# Sous chef hours



## nolachef (Jan 31, 2008)

This is a question for all sous chefs out there or the equivalent of a sous but with a different title.

Roughly how many hours a day and how many days a week do you work during busy season?

How many during slow season?

If you are fortunate enough to work somewhere that isn't affected by the season. Then whats the average for you.

Just trying to settle a discussion between myself and another chef friend.

Thanks


----------



## cacook (Jan 18, 2006)

I'm not a sous...but the sous' where I work typically work 5 days a week (sometimes 6), and anywhere from 10-14 hours a day.


----------



## jigz369 (Apr 20, 2007)

I had occasion to be the sous at a local golf course. I was there for 17 months, 2 full summer seasons. I do not know how many hours I put in exactly. When I was released, the company continued to pay me for the next 11 weeks to make up for all the OT I put in. Sounds like 440hrs OT in 2 busy summer seasons. It was not uncommon for me to arrive at 8am and not leave until 11pm at night.
Just my opinion though....


----------



## foodpump (Oct 10, 2005)

Most Sous are management positions, and most are paid on a monthly salary.

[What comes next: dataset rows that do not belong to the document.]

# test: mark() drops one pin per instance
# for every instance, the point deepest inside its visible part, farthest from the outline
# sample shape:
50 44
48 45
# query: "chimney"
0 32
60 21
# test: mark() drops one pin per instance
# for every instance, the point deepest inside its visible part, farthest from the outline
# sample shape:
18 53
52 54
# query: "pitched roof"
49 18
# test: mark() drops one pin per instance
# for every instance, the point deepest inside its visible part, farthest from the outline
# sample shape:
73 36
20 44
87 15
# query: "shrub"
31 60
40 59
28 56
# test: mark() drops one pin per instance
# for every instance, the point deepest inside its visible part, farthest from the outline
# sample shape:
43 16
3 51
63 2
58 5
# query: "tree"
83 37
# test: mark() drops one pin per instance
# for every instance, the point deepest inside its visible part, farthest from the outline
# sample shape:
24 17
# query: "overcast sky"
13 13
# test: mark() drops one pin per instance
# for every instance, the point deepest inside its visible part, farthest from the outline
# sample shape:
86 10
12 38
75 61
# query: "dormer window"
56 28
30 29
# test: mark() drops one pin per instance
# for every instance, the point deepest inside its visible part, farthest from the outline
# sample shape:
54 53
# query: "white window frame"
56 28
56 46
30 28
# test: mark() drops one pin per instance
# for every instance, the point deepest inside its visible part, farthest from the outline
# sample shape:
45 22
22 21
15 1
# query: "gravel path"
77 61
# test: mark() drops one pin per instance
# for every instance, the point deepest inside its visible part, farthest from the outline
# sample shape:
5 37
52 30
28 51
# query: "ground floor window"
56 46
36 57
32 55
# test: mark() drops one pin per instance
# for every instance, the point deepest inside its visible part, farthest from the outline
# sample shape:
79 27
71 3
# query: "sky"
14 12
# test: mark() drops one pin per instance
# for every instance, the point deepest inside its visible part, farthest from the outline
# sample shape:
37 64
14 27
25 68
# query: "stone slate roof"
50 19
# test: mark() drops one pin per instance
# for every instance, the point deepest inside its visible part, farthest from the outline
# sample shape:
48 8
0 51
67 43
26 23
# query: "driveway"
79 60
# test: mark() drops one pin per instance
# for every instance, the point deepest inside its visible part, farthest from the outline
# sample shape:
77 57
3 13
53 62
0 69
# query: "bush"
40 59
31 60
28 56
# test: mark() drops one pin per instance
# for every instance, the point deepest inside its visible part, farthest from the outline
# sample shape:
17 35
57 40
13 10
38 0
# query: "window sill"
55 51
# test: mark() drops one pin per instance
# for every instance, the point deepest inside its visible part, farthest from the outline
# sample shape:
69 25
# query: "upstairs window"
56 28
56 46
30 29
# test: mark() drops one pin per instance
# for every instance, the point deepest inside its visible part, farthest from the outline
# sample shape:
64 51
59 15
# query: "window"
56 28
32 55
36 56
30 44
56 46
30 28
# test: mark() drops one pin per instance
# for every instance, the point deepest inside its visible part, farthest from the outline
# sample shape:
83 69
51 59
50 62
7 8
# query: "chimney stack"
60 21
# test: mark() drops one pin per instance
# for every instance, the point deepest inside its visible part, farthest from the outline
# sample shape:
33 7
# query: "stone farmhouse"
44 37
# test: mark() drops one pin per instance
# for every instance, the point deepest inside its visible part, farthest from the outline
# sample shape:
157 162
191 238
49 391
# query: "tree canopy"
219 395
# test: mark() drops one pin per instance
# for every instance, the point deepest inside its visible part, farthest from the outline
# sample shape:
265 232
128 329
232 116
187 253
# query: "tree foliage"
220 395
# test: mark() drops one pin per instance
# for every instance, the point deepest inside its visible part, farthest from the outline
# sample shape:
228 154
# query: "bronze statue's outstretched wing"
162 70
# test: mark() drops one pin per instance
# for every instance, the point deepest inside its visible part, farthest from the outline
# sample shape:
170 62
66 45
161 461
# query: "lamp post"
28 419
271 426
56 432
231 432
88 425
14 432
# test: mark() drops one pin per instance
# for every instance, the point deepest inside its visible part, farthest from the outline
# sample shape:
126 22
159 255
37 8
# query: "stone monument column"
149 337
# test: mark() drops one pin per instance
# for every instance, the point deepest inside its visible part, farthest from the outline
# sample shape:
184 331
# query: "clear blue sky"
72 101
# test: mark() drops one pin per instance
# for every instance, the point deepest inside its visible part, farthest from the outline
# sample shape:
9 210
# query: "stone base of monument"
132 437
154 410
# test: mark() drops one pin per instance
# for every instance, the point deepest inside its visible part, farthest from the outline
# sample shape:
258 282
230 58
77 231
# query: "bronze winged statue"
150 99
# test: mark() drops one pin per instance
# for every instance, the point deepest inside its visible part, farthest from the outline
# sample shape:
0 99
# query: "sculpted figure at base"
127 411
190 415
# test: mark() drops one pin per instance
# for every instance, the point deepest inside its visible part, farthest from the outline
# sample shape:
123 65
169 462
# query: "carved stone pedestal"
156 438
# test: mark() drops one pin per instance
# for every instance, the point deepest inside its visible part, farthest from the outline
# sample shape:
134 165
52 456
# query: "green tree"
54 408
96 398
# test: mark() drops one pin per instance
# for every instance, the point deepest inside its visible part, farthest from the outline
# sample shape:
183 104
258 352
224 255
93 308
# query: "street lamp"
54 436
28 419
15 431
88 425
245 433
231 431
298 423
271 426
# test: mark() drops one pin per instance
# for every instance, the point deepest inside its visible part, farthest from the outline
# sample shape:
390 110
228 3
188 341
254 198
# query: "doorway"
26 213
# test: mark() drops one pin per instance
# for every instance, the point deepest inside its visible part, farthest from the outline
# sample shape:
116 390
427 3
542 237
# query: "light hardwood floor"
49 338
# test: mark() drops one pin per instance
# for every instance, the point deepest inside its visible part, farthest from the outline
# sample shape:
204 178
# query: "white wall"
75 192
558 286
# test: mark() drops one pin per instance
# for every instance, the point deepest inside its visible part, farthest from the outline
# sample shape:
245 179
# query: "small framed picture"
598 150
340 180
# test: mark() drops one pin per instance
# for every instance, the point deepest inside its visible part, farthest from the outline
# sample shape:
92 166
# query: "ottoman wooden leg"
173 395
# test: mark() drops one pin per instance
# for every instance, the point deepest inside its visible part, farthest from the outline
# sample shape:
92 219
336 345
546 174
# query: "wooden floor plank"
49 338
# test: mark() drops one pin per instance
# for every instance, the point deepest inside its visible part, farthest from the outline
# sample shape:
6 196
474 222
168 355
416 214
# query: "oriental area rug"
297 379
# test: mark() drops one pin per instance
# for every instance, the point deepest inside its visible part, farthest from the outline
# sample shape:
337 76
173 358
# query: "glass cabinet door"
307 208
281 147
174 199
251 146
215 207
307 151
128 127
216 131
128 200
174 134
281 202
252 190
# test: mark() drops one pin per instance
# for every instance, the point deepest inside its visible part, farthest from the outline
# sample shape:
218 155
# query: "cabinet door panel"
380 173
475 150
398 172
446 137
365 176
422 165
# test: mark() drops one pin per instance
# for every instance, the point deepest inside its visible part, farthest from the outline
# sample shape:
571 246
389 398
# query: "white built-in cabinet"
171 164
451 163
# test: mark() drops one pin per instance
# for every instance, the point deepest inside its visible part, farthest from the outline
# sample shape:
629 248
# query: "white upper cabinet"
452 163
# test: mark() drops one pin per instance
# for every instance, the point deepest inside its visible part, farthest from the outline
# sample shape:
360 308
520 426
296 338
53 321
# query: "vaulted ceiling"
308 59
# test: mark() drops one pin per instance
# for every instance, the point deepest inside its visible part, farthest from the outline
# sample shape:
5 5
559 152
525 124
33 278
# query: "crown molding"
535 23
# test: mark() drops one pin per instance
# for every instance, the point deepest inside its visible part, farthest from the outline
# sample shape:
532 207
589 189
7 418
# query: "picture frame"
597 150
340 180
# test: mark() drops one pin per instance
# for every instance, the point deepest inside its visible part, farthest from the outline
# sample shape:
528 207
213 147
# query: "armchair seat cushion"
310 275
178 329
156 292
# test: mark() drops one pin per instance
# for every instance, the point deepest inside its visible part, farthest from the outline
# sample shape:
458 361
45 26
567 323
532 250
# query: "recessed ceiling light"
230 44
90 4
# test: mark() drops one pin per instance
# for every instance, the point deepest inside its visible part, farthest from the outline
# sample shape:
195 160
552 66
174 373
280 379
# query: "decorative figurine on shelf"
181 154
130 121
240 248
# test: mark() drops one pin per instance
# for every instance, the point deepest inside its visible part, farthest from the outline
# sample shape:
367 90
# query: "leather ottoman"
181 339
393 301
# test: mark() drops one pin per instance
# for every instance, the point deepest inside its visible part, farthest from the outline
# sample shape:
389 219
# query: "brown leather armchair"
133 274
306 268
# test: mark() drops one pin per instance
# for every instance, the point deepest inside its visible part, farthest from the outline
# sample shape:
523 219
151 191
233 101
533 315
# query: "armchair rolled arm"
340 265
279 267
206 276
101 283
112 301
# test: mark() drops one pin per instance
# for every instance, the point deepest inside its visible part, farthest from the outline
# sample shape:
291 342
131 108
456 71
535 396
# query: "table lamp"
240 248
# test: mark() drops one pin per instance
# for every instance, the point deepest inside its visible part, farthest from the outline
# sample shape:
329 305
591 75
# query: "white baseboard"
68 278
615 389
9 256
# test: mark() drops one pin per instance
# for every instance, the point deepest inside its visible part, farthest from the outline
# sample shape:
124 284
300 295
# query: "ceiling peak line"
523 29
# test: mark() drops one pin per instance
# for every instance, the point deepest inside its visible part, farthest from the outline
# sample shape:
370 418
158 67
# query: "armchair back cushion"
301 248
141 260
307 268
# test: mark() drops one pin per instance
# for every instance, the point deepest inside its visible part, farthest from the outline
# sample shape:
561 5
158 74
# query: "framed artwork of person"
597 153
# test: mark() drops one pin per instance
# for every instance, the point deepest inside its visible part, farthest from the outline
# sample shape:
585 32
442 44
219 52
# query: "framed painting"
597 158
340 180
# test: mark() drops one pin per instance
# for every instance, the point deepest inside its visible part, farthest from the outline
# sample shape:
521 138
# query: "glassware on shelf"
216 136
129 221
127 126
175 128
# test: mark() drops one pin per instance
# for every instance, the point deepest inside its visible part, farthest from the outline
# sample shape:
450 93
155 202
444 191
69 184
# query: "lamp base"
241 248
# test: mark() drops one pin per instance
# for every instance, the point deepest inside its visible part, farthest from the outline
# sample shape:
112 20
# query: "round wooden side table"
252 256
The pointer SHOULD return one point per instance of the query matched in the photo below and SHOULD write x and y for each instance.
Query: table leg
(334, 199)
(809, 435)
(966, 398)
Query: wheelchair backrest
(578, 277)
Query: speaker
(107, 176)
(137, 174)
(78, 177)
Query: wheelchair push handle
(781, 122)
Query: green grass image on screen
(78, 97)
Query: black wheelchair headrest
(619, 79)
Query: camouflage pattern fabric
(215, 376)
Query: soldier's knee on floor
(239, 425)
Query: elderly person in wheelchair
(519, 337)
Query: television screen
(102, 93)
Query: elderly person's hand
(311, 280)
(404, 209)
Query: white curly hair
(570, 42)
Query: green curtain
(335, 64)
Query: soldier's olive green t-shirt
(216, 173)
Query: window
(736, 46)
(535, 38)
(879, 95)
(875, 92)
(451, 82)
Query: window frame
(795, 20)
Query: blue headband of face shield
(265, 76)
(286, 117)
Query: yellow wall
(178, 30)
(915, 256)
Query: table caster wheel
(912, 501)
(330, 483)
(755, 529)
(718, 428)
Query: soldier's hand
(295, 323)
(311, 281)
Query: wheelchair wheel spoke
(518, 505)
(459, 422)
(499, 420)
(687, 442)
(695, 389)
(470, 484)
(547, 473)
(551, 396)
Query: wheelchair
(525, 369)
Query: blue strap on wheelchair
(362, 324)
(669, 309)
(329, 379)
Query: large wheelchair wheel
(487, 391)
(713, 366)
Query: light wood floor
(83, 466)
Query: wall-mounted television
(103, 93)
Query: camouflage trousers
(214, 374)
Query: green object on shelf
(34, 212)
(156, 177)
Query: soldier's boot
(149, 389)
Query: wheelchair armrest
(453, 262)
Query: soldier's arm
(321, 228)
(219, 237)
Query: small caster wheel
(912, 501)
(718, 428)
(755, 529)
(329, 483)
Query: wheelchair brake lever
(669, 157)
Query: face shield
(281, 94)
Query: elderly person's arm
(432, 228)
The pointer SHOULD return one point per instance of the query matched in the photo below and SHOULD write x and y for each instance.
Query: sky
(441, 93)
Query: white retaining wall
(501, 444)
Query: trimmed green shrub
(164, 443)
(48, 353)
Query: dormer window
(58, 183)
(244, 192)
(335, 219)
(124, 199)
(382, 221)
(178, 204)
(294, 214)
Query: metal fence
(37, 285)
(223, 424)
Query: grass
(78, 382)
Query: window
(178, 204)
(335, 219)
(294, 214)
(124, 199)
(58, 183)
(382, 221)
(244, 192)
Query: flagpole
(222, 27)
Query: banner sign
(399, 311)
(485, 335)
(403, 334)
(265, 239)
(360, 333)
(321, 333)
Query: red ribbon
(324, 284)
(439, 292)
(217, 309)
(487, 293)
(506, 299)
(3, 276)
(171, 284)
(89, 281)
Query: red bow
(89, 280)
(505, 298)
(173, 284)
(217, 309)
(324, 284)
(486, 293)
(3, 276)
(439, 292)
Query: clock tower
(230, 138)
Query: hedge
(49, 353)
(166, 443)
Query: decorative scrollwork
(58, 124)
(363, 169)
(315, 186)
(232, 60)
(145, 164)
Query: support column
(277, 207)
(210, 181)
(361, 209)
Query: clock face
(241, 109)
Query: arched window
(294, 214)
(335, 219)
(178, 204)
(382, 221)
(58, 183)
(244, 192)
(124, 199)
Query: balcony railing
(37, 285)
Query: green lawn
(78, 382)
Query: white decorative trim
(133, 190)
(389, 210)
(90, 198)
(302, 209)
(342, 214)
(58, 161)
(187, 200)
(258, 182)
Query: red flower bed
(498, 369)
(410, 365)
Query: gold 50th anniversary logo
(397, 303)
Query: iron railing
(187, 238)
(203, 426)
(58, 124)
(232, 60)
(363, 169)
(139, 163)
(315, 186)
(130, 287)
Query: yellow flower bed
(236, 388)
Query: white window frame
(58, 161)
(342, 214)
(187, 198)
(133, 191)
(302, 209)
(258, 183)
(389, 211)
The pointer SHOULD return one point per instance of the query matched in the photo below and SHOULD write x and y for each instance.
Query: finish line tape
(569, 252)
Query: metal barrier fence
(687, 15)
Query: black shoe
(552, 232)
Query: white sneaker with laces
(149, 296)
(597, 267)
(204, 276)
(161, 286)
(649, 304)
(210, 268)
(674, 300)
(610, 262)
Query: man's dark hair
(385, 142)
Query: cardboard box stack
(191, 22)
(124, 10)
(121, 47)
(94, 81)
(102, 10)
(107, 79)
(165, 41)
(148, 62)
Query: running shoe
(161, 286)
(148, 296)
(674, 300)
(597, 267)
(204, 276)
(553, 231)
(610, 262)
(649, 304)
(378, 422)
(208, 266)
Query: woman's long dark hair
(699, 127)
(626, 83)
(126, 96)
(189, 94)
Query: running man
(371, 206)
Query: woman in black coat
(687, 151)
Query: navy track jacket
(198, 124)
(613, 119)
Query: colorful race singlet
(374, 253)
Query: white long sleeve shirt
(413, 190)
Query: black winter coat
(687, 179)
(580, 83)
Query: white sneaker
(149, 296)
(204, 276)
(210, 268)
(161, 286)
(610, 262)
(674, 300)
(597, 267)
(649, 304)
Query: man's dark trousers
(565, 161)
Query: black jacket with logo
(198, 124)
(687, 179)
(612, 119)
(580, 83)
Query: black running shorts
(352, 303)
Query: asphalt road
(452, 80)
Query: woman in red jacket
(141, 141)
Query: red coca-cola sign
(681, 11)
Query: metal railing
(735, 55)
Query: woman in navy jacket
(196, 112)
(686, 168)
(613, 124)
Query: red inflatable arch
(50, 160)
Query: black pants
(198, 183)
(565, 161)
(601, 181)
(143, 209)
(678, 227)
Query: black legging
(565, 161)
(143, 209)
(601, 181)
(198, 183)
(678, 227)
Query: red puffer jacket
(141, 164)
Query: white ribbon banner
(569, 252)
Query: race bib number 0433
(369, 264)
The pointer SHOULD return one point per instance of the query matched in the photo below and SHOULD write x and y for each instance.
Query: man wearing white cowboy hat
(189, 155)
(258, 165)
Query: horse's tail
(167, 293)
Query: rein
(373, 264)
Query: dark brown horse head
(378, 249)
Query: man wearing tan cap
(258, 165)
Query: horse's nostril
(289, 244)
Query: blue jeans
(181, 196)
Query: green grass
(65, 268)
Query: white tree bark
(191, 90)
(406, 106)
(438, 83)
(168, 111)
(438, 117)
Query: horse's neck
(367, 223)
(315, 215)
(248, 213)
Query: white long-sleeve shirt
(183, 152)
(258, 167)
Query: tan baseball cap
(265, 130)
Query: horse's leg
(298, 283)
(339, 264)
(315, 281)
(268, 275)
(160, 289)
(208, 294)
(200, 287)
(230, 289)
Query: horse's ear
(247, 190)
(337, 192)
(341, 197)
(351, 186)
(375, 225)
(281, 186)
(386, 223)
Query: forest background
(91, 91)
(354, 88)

The short answer to your question is: Depends. Mostly depends on what you negotiated. During the Christmas rush it is expected to work 6 or 7 days per week, and during the dead season you might get 4 days a week. But since it is a salaried position, alot of the work falls on you and then reluctantly goes to hourly positions.


----------



## kuan (Jun 11, 2001)

It varies of course. Mine used to work 40 as much as possible, maybe 50 during the holidays. When I was banquet sous (banquet chef) I worked 70 a lot. Restaurant sous chef was much easier. The hours went by quicker. All of a sudden it's time to cleanup already. Maybe 50ish hours as restaurant sous, not counting the hours at the bar after the restaurant closed of course.


----------



## anneke (Jan 5, 2001)

15 hrs/day, 6-7 days/week on the busy season. During the slow season we laid off everyone so I still had to do everything. I was salary. What was I thinking.... I think sous are easy targets for abuse.


----------



## nolachef (Jan 31, 2008)

Thanks for the responses....Most sous are underpaid and over worked. 
I am trying to find a happy medium with mine.


----------



## phaedrus (Dec 23, 2004)

When I was a Sous Chef I worked about 50+. Sometimes much more, occasionally a bit less.


----------